Peter Ladkin is a very clever man, and has a good level of understanding of aviation in addition to mathematics.

It seems to me that, although he cites the Bodensee accident, he is simply arguing about the validity of the Eurocontrol assumptions. He does not seem to be saying that RVSM with ACAS is unsafe, but rather that Eurocontrol have not proved that it is safe.

For us mere mortals it is much better to concentrate on our contribution to flight safety than to get involved in semantic disputes over the wording of a safety case. The whole subject of Human Hazard Analysis is, in any case, being reviewed by the JAR authorities anyway.

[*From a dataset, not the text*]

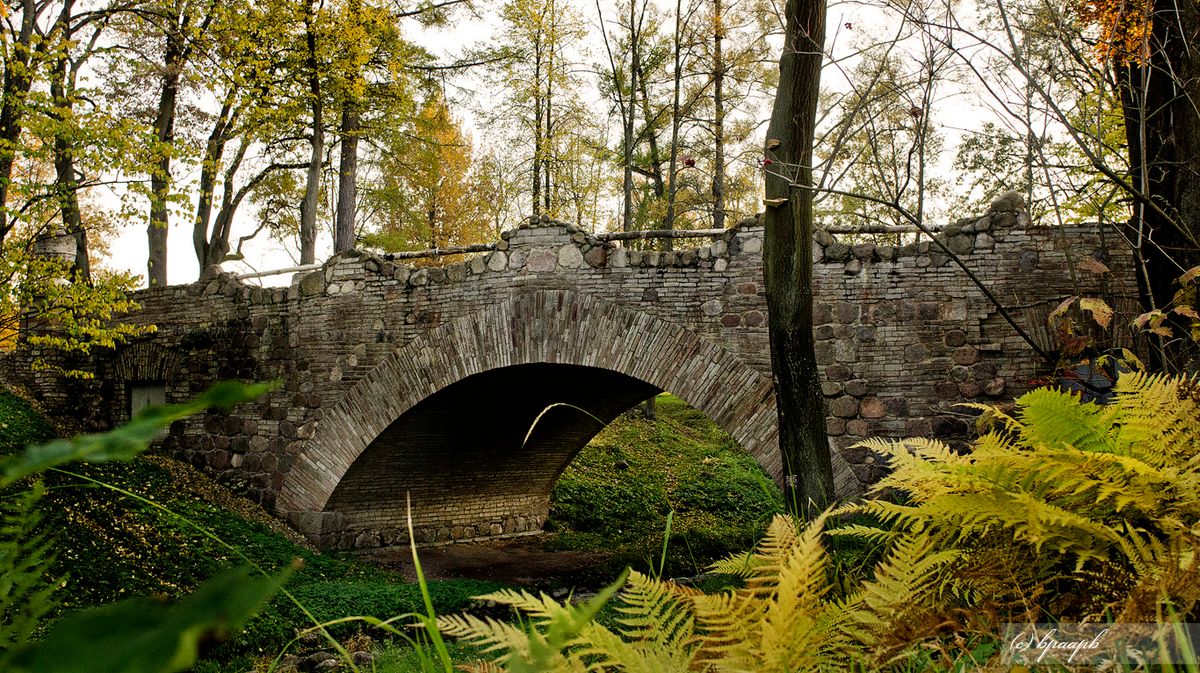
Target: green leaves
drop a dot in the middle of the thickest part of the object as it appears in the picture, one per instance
(126, 442)
(148, 636)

The prime thing for we pilots to understand is that TCAS is an aid to the 'see and avoid' principle of collision avoidance. This means that it in no way negates our responsibility to listen out, look out, and keep a mental plot of other known traffic. A sharp crew may well spot a possible conflict when it is 'other' traffic, their suspicion will be further aroused when the traffic becomes 'proximate', and, before it becomes a TA, they may well be questioning ATC.Thus an RA is avoided before it occurs. It is also worth pointing out that, in the event of an RA in IMC (ie we can't visually acquire and avoid the other traffic) our responsibilty is to react to the minimum necassary to avoid the conflict. TCAS RAs give you a V/S differential of 1500'/min on your original V/S. More is not better, as that is what will induce the three way conflicts that TCAS is not good at solving.

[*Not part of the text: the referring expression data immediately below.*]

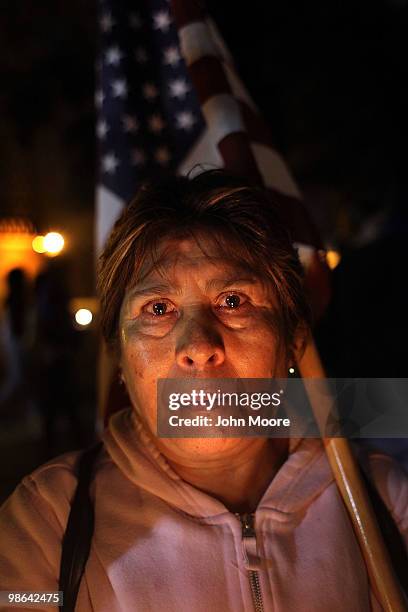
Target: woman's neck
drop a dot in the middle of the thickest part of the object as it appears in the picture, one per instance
(238, 482)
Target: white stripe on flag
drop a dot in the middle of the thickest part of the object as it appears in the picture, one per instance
(223, 116)
(274, 170)
(195, 42)
(108, 209)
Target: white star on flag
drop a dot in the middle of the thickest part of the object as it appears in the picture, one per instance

You can try the above in the sim. Set up a head on co-altitude RA. If you follow the RA by staying just in the green, and returning to your cleared altitude as soon as the TCAS display permits, the altitude loss or gain is only a couple of hundred feet. If you treat it like a GPWS or windshear pull-up (which of themselves are also two subtly differant beasts) you will climb straight into all the other traffic.

The ATC authorities only accepted TCAS on the promise that a correctly followed RA (on a non manoeuvering target) would not compromise the normal ATC altitude tolerance. If an RA occurs, the pooch is already screwed, to unscrew it requires correct, timely, but not over-reaction from both crews.

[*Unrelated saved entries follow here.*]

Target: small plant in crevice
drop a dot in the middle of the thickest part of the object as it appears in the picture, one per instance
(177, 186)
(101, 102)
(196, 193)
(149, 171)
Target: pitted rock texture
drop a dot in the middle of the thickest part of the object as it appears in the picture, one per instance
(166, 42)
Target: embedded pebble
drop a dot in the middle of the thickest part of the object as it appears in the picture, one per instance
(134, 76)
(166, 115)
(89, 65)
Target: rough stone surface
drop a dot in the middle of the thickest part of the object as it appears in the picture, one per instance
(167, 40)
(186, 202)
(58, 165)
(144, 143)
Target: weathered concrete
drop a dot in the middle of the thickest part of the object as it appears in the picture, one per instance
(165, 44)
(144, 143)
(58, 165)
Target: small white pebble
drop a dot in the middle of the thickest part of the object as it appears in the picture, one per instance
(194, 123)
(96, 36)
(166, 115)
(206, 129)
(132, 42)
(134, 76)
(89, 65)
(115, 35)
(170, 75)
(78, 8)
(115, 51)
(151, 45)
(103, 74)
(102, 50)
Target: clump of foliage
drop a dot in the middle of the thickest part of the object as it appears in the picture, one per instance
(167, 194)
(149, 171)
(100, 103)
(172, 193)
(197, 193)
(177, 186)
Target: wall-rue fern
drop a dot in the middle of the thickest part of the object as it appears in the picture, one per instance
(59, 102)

Offsetting the track is somewhat akin to a security blanket, it will only help in the extremely rare head on co-altitude case. It will not definitevely avoid the triggering of an RA either, due to the poor lateral resolution of the TCAS system. It would not have helped the Bodensee crews, who were on crossing tracks.

To end, I can do no better than to pass on the advice of some of the best brains in the Situational Awareness and Human Error business which was offered at a conference in 2001.

Prof Jim Reason - You are only there to get it right when the 10 to the power of minus 9 event occurs.

Dr Mica Endsleigh - Use Situational Awareness to be pro-active

Tom Seamster - Expert performance requires effortful practise

You must not overlook the fact that below FL290, the standard separation was 1,000 ft. even prior to introducing RVSM. Barometric Altimeters and older types of Air Data Computers are/were less accurate at higher altitudes. FL290 was selected as a suitable change-over point to increase vertical separation to 2,000 ft. to allow for this reduced accuracy. With the use of digital technology and better materials technology in pressure sensing devices, altimetry equipment became sufficiently accurate to allow 1,000 ft. separation to be applied above FL290 - provided particular aircraft and equipment combinations were proved and certified to have necessary system accuracy.

Eurocontrol published an excellent bulletin on the use of Collision Avoidance Systems and this is now being circulated around the airlines. If you haven't seen a copy, you can get it here (http://www.eurocontrol.be/acas/webdocs/ACAS_leaflet_v4_Final.pdf). The document illustrates the issue much better than criticism of implementing both ACAS and TCAS in the same airspace.

In short, the key to successful collision avoidance isn't a function of altitude separation. Its a matter of Follow the RA to maintain safe separation and avoid collisions.

I agree with Old Phart re sep standard of 1000 ft below FL290 which has been around forever. Why the special procedures above that level? 90 deg turns for emerg descent outside communication, +/- 500 ft cruise level changes for wx diversions again when outside comm, etc etc?

Im waiting for the next collision this time based purely on RVSM procedure confusion. Someone somewhere has the unluckey ticket!